I want peaty black tea every morning
and pink toenails hidden
in hand-knitted socks
and to make oatmeal and milk messes
with a blue-eyed little boy.
I want to believe in second chances.
I want to believe in romance.
I want your calloused hands and quiet soul
because I'm loud enough for the whole
world.
I want to ride bareback on a big sorrel horse.
I want an old claw-foot bathtub.
I want a Navajo rug.
I want a postcard from Paris.

Friday, January 2, 2015

.Baptized in the Bathwater.

Can this water get any hotter?

No, really. 

I think the only way I'd be satisfied is if it were hot enough to boil the flesh off my bones. Still, every inch of my skin is already pink and stinging. I imagine myself like an old wool sweater: worn and tired, stretched and stained, fragile and frayed. I submerge myself, let the water do its work. Soak into my fibers, clean them, shrink them. Rinse away the days past. Wring me out, reshape me. When I'm dry, I'm good as new. There isn't much that can't be swept down the drain at the end of the day. My darling, that is a blessing. 

The fight has not gone out of me, no...but it saves its strength for that which is truly worth fighting for. I sleep soundly under heavy blankets stitched with truth and love and real dedication. My dreams are sweeter than ever before. If you stand for nothing, you'll fall for anything...dear, I am done falling. 

But when I'm too tired to stand, I'll rest my aching bones and brain in the steamy water, and say a tiny prayer for each lavender-scented bubble that tickles my heated skin. I'm baptized anew each night in the bathwater, and I rise up with a clean heart, in better shape than when I started.

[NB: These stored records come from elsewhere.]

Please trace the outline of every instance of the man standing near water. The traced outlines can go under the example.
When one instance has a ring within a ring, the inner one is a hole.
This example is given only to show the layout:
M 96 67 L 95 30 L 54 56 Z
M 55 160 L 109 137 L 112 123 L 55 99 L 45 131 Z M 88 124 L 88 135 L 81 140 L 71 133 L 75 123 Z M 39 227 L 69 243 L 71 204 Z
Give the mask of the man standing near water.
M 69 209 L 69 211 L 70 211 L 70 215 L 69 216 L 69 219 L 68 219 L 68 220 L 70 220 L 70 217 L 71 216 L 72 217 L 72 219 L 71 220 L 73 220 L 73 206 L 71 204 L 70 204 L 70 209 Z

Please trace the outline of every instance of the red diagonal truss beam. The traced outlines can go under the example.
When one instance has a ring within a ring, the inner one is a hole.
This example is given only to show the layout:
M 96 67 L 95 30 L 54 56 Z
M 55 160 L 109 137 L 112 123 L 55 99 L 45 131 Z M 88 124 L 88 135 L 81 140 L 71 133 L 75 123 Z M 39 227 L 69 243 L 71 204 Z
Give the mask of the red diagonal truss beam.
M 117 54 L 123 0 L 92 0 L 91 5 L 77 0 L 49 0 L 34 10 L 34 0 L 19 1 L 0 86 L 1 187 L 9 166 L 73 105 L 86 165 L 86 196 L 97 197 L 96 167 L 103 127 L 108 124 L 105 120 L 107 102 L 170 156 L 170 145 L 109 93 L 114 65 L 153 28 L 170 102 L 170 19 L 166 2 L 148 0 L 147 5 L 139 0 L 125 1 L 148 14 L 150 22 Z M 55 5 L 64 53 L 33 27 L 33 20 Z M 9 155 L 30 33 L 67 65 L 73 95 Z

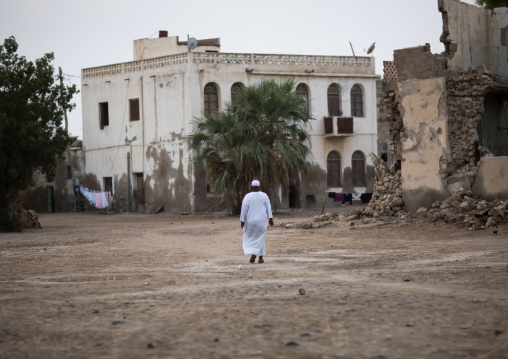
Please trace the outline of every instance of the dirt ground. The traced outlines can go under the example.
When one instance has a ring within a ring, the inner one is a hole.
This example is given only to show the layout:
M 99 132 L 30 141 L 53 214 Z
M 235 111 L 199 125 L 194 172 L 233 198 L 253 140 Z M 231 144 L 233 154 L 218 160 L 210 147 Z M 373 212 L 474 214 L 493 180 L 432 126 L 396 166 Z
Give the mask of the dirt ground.
M 0 358 L 508 358 L 507 225 L 277 226 L 315 214 L 277 213 L 264 264 L 237 217 L 0 233 Z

Wednesday, December 31, 2014

.Until Next Year.

I don't do resolutions...I can only do right here and right now. So here's a little snapshot of how I'm heading into 2015. Catch ya on the flipside, loves!
















Friday, December 26, 2014

.Morning Chores.

It's been a while since I went out and did chores. With the little man running around, most of the time I stay in and baby-wrangle. So this morning, since he's with his daddy, I pulled on somebody else's coveralls (mine are way too small now) and went out to toss some hay at the critters.

I felt like a little kid again, shuffling through the snowdrifts in my new Christmas packs. Despite the cold and the wind, the sun was shining and every thing was sparkling...goshdamn it, I love this place. 

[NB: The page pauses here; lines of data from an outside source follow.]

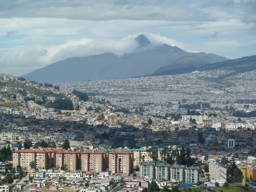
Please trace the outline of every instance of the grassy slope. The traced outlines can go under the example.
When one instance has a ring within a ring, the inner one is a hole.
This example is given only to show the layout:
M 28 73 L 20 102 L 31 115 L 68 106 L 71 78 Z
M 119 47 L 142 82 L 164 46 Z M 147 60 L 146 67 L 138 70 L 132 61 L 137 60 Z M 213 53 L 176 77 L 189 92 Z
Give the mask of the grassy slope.
M 227 188 L 223 186 L 211 187 L 211 189 L 218 191 L 221 191 L 222 190 L 224 192 L 241 192 L 243 191 L 250 191 L 250 189 L 248 189 L 247 187 L 245 186 L 229 186 Z

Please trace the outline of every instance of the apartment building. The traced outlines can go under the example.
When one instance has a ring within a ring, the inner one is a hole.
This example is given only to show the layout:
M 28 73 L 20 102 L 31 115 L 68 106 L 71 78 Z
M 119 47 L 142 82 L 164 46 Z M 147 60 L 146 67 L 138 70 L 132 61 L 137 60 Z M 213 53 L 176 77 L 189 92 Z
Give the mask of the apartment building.
M 49 169 L 54 166 L 54 154 L 58 149 L 38 148 L 12 151 L 13 167 Z
M 199 180 L 199 167 L 187 167 L 185 169 L 185 183 L 197 185 Z
M 170 180 L 173 182 L 183 182 L 184 180 L 184 166 L 170 167 Z
M 107 153 L 95 150 L 81 154 L 81 170 L 85 172 L 105 172 L 106 170 Z
M 250 131 L 242 131 L 239 132 L 239 137 L 243 139 L 250 139 L 253 136 L 252 133 Z
M 155 163 L 145 161 L 140 163 L 140 177 L 145 178 L 155 178 Z
M 148 148 L 146 147 L 135 149 L 133 150 L 134 157 L 135 159 L 134 162 L 134 168 L 139 166 L 141 162 L 149 161 L 151 160 L 149 152 L 147 151 Z
M 159 163 L 156 164 L 155 169 L 157 180 L 169 180 L 170 166 L 169 164 Z
M 253 180 L 256 178 L 256 167 L 254 166 L 240 166 L 238 168 L 243 173 L 243 180 L 245 180 L 247 178 L 250 179 L 251 175 Z
M 209 162 L 209 174 L 215 180 L 227 182 L 227 170 L 215 160 Z
M 81 153 L 76 151 L 62 150 L 55 152 L 55 167 L 64 167 L 70 171 L 79 170 Z
M 109 153 L 109 171 L 113 174 L 128 176 L 134 172 L 134 153 L 132 151 L 116 151 Z

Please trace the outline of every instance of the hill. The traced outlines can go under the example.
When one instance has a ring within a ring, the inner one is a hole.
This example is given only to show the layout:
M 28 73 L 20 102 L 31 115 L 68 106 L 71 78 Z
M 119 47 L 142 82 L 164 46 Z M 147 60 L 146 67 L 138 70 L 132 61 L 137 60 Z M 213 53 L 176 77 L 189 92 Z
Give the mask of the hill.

I gave smooches to horse noses with whiskers covered in icicles. I busted ice in water tanks. I puked behind the squeeze chute, because apparently icy wind does not help a cough. But hey, that's not the first time I've done that. And grandma and I had a little too much fun on the tractor, because she drives that thing like it's a dune buggy no matter what's on the ground.

So now my face is red and my lips are numb, and it's time to get ready for my town job. I do miss spending all my time outside and with my animals, but babies have to eat and free-spiriting doesn't pay too well. Pretty quick, Sam will be old enough to bundle up and bust through snowdrifts in his new Christmas packs, and he'll be able to go out with his momma to throw hay at the critters. I really hope he'll appreciate snowy mornings and what it means to care for his animals. 

Then I'll have done my job.

Tuesday, December 23, 2014

.Now and Then.

Now and then, I kick myself for being such an open book. Times like now, when I feel like a crumpled up piece of paper that somebody threw at the trash can. When the mad is gone and nothing but the raw hurt is left, I wish I was better at putting up a tougher shield.

But I am not. So I'll take the hurt. I'll let it throb in my guts and rise up like bile in my throat. I'll put it down into words like I always do, little as they may mean to anyone else. I'll let myself feel lost. I'll pull the blankets around me tight as if they could stop the cold that comes from the inside. I'll thank God for the fucking flu that means pretty soon I'll be knocked out on NyQuil instead of awake and praying for the phone to ring.

And maybe it's the fever talking, but I'll hold out the tiniest of tiny hopes that this isn't really another ending. The hopeful heart gets broken more than it gets held, but also gets another chance now and then.